By Frank A. Chernak and Miriam H. Straus

In a 5-4 decision, the U.S. Supreme Court held that arbitration agreements between employees and employers waiving employees’ rights to bring class actions are enforceable under the Federal Arbitration Act (FAA).  (Epic Systems Corp. v. Lewis, May 21, 2018.)  This decision is considered to be a significant victory for employers because of the potential expense in defending class action lawsuits.

The employees argued that arbitration agreements barring class actions were unlawful because the National Labor Relations Act (NLRA) protects employees’ rights of self-organization, collective bargaining, and “other concerted activities for…mutual aid or protection.”  Justice Neil Gorsuch, writing for the majority, rejected this argument, ruling that the NLRA does not displace the FAA.  Instead, the Court held that arbitration agreements between employees and employers providing for only individualized proceedings are enforceable under the Federal Arbitration Act.
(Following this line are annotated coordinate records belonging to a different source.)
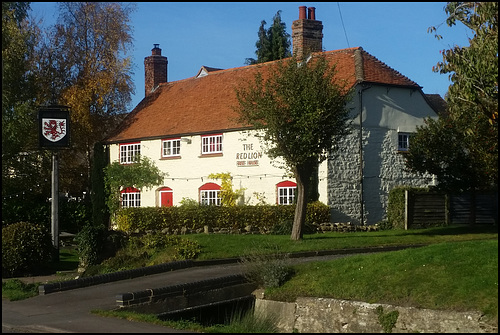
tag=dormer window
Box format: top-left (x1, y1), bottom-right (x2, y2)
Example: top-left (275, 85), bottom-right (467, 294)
top-left (201, 134), bottom-right (222, 155)
top-left (120, 142), bottom-right (141, 164)
top-left (161, 138), bottom-right (181, 158)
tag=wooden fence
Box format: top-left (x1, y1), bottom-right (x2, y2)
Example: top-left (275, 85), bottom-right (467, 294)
top-left (405, 190), bottom-right (498, 229)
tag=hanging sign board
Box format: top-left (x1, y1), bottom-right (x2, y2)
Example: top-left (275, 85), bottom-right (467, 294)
top-left (38, 106), bottom-right (70, 149)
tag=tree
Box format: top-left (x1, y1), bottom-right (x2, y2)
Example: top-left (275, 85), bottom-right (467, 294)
top-left (236, 56), bottom-right (350, 240)
top-left (405, 2), bottom-right (498, 224)
top-left (36, 2), bottom-right (134, 197)
top-left (245, 10), bottom-right (291, 65)
top-left (2, 2), bottom-right (51, 223)
top-left (104, 157), bottom-right (166, 213)
top-left (405, 2), bottom-right (498, 192)
top-left (429, 2), bottom-right (498, 124)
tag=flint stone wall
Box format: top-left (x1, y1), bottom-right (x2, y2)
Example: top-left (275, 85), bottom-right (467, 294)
top-left (255, 297), bottom-right (498, 333)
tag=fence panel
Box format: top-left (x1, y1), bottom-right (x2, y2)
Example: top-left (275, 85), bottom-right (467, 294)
top-left (405, 191), bottom-right (498, 229)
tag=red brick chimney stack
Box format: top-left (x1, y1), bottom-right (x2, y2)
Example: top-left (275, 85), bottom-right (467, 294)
top-left (144, 44), bottom-right (168, 96)
top-left (292, 6), bottom-right (323, 59)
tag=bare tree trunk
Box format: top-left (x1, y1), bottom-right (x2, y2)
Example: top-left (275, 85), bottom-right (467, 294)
top-left (291, 164), bottom-right (314, 241)
top-left (469, 187), bottom-right (476, 225)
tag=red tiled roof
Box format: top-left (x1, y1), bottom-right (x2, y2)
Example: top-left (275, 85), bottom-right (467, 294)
top-left (107, 47), bottom-right (420, 143)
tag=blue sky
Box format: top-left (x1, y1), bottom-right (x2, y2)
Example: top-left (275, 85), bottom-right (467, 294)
top-left (31, 2), bottom-right (472, 111)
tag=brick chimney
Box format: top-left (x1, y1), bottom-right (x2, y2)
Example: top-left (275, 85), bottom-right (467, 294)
top-left (292, 6), bottom-right (323, 59)
top-left (144, 44), bottom-right (168, 96)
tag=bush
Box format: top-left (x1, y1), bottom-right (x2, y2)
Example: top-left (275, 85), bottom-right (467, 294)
top-left (115, 201), bottom-right (330, 234)
top-left (2, 222), bottom-right (55, 276)
top-left (75, 224), bottom-right (107, 268)
top-left (241, 245), bottom-right (293, 288)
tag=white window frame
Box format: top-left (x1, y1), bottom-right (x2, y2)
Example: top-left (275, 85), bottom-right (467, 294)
top-left (200, 190), bottom-right (221, 206)
top-left (398, 133), bottom-right (411, 151)
top-left (121, 191), bottom-right (141, 208)
top-left (201, 134), bottom-right (222, 155)
top-left (120, 142), bottom-right (141, 164)
top-left (161, 138), bottom-right (181, 158)
top-left (278, 186), bottom-right (297, 205)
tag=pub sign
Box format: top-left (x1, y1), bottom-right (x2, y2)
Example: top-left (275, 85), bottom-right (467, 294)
top-left (38, 105), bottom-right (70, 148)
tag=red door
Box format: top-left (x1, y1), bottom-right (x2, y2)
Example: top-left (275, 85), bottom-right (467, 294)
top-left (160, 188), bottom-right (174, 207)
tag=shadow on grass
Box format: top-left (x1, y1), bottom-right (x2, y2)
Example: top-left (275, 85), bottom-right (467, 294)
top-left (304, 224), bottom-right (498, 240)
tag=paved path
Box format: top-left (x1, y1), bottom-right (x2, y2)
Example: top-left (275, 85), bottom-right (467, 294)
top-left (2, 249), bottom-right (418, 333)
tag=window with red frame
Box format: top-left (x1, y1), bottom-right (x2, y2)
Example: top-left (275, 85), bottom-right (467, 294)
top-left (201, 134), bottom-right (222, 155)
top-left (121, 187), bottom-right (141, 208)
top-left (161, 138), bottom-right (181, 157)
top-left (276, 180), bottom-right (297, 205)
top-left (199, 183), bottom-right (220, 206)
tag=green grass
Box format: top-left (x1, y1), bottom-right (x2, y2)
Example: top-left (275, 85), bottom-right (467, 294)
top-left (266, 240), bottom-right (498, 318)
top-left (2, 279), bottom-right (38, 301)
top-left (2, 247), bottom-right (78, 301)
top-left (185, 225), bottom-right (498, 260)
top-left (2, 225), bottom-right (498, 332)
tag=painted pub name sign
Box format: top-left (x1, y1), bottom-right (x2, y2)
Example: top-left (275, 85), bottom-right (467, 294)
top-left (236, 144), bottom-right (262, 166)
top-left (38, 106), bottom-right (70, 148)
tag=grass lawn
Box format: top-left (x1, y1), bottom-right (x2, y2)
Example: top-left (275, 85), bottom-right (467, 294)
top-left (2, 225), bottom-right (498, 329)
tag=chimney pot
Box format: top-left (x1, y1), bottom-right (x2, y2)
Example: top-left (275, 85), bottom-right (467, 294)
top-left (151, 44), bottom-right (161, 56)
top-left (307, 7), bottom-right (316, 20)
top-left (144, 43), bottom-right (168, 96)
top-left (299, 6), bottom-right (307, 20)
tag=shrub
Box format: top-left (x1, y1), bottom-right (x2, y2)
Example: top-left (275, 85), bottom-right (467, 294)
top-left (241, 245), bottom-right (293, 288)
top-left (2, 222), bottom-right (55, 276)
top-left (75, 224), bottom-right (107, 268)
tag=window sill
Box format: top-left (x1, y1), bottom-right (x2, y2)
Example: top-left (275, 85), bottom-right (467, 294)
top-left (160, 156), bottom-right (181, 161)
top-left (198, 152), bottom-right (224, 158)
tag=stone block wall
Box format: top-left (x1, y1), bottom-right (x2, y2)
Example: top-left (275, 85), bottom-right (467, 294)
top-left (255, 297), bottom-right (498, 333)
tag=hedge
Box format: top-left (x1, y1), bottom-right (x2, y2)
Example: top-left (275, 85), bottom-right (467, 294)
top-left (115, 201), bottom-right (330, 233)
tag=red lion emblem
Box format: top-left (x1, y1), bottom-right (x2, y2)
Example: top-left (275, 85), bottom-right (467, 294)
top-left (43, 120), bottom-right (66, 142)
In a dissent joined by Justices Breyer, Sotomayor, and Kagan, Justice Ruth Bader Ginsburg wrote that the Court’s decision is “egregiously wrong” because the Court’s ruling (1) “subordinates employee-protective labor legislation” to the FAA; (2) forgets the labor market imbalances which led to the NLRA; and (3) “ignores the destructive consequences” of lessening the rights of employees to join together against their employer.  Justice Ginsburg urged Congress to correct the decision through legislative action.